The finger is generally processed as a part of the whole and, to understand it, we need to complete the information with the indicated object. This phenomenon is so well known that it is widely used also in   world of cinema . We find a famous example in the Kansas City Shuffle of the film Slevin in which, the diversion serves to distract the subject.

In fact, however, experience leads us to know which stimuli will mechanically attract our attention. The world of communication is aware, for example, that photos of children work for attention, like honey with a bee. From the analysis of the gaze (see gaze plot below) we can see how the children magnetize our eyes.

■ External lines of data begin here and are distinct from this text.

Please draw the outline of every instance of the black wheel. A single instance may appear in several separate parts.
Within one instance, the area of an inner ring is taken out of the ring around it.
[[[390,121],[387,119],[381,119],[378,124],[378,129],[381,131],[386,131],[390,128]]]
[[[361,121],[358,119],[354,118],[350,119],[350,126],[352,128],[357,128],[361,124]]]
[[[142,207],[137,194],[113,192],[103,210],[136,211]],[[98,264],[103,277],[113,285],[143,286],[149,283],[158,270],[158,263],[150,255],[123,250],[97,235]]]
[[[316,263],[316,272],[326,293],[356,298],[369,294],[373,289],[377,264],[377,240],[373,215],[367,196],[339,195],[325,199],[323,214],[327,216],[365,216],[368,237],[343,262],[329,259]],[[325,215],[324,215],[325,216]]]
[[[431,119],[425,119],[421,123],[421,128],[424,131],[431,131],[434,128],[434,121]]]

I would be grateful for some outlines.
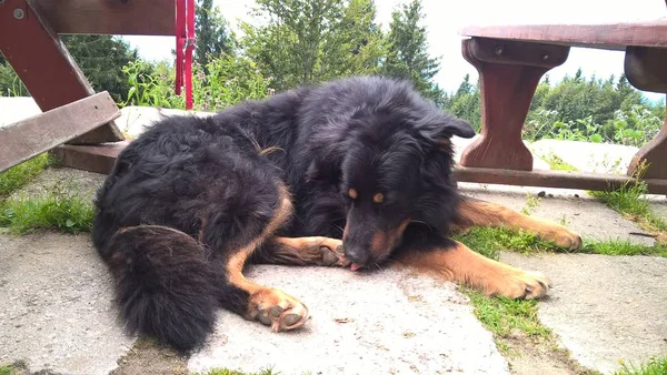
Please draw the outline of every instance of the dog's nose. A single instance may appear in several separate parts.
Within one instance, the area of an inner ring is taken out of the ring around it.
[[[358,246],[345,246],[345,259],[348,262],[355,263],[359,266],[365,266],[369,260],[369,253],[364,247]]]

The eye tracking specialist James Breeze discovered that children succeed in to drive our attention towards the point where they are looking (You Look Where They Look).

The heat map above shows how simply changing the direction of the child’s gaze can get a completely different experience. Result: the entire advertising message is more effective.

However, this phenomenon does not only occur in the presence of children. In general we tend to look at what people are looking at. In the image below we can see how, by changing the direction of the gaze, the product and the claim receive (in the same amount of time) more fixations.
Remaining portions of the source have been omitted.